Yankwitt typically sends out quarterly statements detailing all of a client's accounts with his firm, rather than a more traditional separate account statement, so the clients can see how their portfolios are doing as a whole rather than focus on their best- or worst-performing ones. The phone call he got in his car prompted him to send out a special aggregate statement accompanied by a letter to clients after a particularly tough month for the stock market. "The letter basically said that, in light of recent market volatility, I felt it was appropriate to send a snapshot of how their accounts did and to tell them that if they wanted to communicate about anything, to give me a call," he says. "I think it's important to provide a more rational voice than the hysterical guy on television." A couple of clients responded with appreciation for the unscheduled update, and a few said they would be interested in stock market "bargains" should the opportunities present themselves.
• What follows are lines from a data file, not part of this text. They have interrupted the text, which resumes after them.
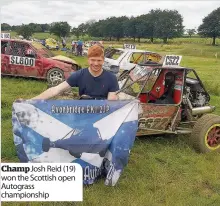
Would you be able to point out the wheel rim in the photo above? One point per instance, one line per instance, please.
(56, 76)
(212, 137)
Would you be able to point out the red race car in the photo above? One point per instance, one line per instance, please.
(31, 59)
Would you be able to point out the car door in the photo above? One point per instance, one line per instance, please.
(33, 62)
(4, 57)
(15, 55)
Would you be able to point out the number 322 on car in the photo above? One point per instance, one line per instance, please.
(26, 61)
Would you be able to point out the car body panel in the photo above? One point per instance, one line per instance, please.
(31, 59)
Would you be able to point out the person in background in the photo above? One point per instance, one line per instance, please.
(73, 46)
(63, 42)
(79, 47)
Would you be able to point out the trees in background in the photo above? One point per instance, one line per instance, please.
(25, 30)
(60, 29)
(211, 25)
(162, 24)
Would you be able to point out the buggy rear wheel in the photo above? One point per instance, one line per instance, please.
(206, 134)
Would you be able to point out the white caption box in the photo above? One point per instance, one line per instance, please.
(41, 182)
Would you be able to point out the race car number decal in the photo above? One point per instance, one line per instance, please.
(172, 60)
(153, 123)
(26, 61)
(129, 46)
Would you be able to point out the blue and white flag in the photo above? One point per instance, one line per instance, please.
(97, 134)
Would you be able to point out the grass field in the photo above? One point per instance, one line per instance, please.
(162, 171)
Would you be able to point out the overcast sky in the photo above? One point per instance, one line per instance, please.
(79, 11)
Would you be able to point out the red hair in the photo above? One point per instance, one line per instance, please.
(95, 51)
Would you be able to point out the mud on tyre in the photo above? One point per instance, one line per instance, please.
(206, 134)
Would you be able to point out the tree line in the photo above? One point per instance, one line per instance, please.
(162, 24)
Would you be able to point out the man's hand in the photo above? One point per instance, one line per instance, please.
(53, 91)
(112, 96)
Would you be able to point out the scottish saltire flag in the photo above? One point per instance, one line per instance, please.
(97, 134)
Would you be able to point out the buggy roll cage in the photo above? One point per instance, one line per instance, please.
(156, 68)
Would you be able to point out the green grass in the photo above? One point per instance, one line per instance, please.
(162, 171)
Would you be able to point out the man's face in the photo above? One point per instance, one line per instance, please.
(95, 63)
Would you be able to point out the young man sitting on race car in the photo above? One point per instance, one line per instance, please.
(93, 82)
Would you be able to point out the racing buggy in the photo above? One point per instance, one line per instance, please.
(173, 100)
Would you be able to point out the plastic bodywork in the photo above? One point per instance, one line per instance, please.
(159, 114)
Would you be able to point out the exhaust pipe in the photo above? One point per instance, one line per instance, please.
(203, 110)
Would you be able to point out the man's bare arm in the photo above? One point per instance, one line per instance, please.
(53, 91)
(112, 96)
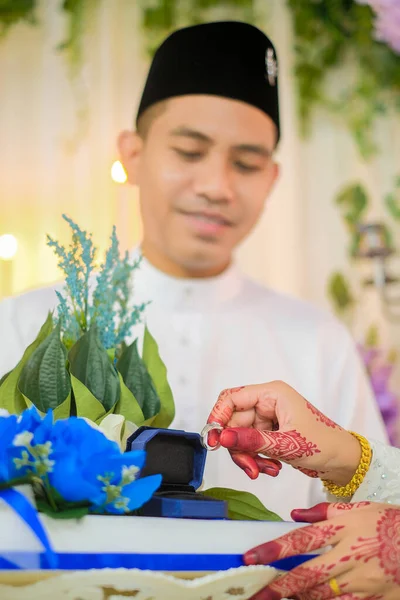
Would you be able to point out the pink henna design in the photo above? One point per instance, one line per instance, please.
(320, 417)
(221, 412)
(284, 445)
(253, 466)
(296, 542)
(323, 511)
(300, 579)
(308, 472)
(385, 546)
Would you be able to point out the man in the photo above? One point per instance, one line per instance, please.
(202, 156)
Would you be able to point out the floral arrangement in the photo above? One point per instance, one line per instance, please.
(380, 364)
(73, 468)
(79, 364)
(387, 21)
(80, 390)
(328, 34)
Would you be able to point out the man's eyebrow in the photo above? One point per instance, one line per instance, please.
(184, 131)
(191, 133)
(254, 149)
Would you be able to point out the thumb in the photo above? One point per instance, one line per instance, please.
(243, 439)
(325, 510)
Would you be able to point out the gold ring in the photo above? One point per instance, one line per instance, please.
(333, 584)
(204, 435)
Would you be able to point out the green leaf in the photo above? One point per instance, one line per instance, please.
(354, 202)
(242, 506)
(86, 404)
(10, 397)
(72, 512)
(63, 411)
(44, 378)
(393, 206)
(339, 292)
(158, 373)
(128, 406)
(89, 362)
(138, 380)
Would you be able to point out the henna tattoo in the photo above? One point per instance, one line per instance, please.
(222, 413)
(301, 579)
(288, 445)
(296, 542)
(320, 417)
(309, 472)
(385, 546)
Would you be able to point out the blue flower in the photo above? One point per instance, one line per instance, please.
(8, 430)
(88, 467)
(31, 447)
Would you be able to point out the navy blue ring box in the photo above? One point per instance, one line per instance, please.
(180, 458)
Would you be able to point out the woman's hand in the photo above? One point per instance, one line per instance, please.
(272, 419)
(363, 563)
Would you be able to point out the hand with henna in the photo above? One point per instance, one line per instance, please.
(363, 562)
(274, 421)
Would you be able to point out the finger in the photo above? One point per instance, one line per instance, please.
(298, 541)
(303, 579)
(260, 397)
(325, 510)
(213, 438)
(254, 465)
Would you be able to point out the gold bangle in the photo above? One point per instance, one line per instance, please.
(350, 489)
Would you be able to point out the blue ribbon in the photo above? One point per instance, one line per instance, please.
(50, 560)
(154, 562)
(29, 515)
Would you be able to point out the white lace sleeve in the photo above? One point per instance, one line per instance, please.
(382, 482)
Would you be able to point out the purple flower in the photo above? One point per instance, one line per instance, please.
(379, 370)
(387, 21)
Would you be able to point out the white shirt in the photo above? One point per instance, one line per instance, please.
(382, 482)
(224, 332)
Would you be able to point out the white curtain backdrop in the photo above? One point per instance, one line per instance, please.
(58, 144)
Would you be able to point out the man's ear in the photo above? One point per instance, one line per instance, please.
(130, 145)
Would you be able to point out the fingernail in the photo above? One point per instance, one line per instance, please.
(264, 554)
(316, 513)
(267, 594)
(228, 438)
(251, 558)
(250, 473)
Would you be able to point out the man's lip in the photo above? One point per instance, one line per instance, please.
(218, 218)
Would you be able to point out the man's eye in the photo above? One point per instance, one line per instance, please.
(188, 155)
(245, 168)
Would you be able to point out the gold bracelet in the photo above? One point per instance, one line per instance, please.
(350, 489)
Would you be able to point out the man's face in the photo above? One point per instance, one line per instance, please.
(204, 171)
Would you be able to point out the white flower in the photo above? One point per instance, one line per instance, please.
(23, 439)
(115, 428)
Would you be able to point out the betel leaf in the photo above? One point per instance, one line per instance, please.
(137, 379)
(128, 406)
(44, 378)
(89, 362)
(85, 403)
(158, 373)
(242, 506)
(10, 397)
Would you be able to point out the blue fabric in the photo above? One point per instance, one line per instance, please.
(154, 562)
(29, 515)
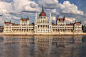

Millionaire clients, who have often taken risks to get where they are, sometimes bring that mindset to the investment table, says Yankwitt. "I ask them if they would be prepared to lose 10% of their portfolios in a given year. If they say they would, I talk to them about how much that represents in dollar terms, which often causes them to step back. These people are already where they want to be financially, so I view my job as protecting their wealth. There's no need to shoot for heroic returns."

Norm Mindel, a financial advisor for Genworth Financial, says that one of his clients wanted to put his portfolio into cash during the credit crunch earlier this year. In situations like that, he says, "I sit down and point out that I could put them into money market funds, but at today's rates they would lose money to inflation and taxes. The other choice is to take some risk and get through these markets."

He also tries to take a proactive approach by calling all of his 130 clients every quarter, holding an annual client appreciation dinner and sending out a quarterly newsletter. (The last issue pointed out that the stock market rose during five of the last ten recessions.) And branching into areas beyond money management, such as estate planning, helps shift the focus away from day-to-day market volatility, cement relationships during tough times and generate referrals. "In an age of instantaneous information where everyone is focused on the next 24 hours, there has to be someone there to put things into perspective," he says.

Some advisors have made fairly sweeping changes in response to volatile markets. At Financial Advantage in Columbia, Md., senior advisor Lyn Dippel introduced a major shift by phasing out her traditional buy-and-hold stocks and bond strategy with a more active one that emphasizes capital preservation can keep portfolios in positive territory under a variety of market conditions. She instituted the change in response to heightened market volatility. Also, her clients, who are mainly retirees or individuals nearing retirement that have investment portfolios in the $1 million to $7 million range, wanted to preserve what they have accumulated rather than aggressively grow their portfolios.

Dippel shoots for a 7% absolute return, regardless of market conditions. "If the stock market is up 15% to 20% in a given year, we may be up about 10%. If it's in negative territory we may be up 5% or so." Her clients, she says, are happy to sacrifice shoot-the-lights-out returns for greater consistency.

She no longer seeks broad market exposure through ETFs or mutual funds because she believes stocks as a whole are overvalued and that broad investment classes such as U.S. and international stocks, small caps and large caps move in lockstep. Her bond investments have been largely replaced by cash investments and high-dividend stocks, and she uses more targeted opportunistic investments such as individual stocks and sector funds, as well as hedge investments such as inverse-index funds.

She trades more frequently to take advantage of market volatility and to make money in sideways markets, and she communicates with clients about what she's doing via e-mail "investment alerts" that include a link to a portion of her Web site that briefly explains why she has executed a particular trade. "It helps to settle their minds about what I'm doing and lets them know that I'm staying on top of things," she says.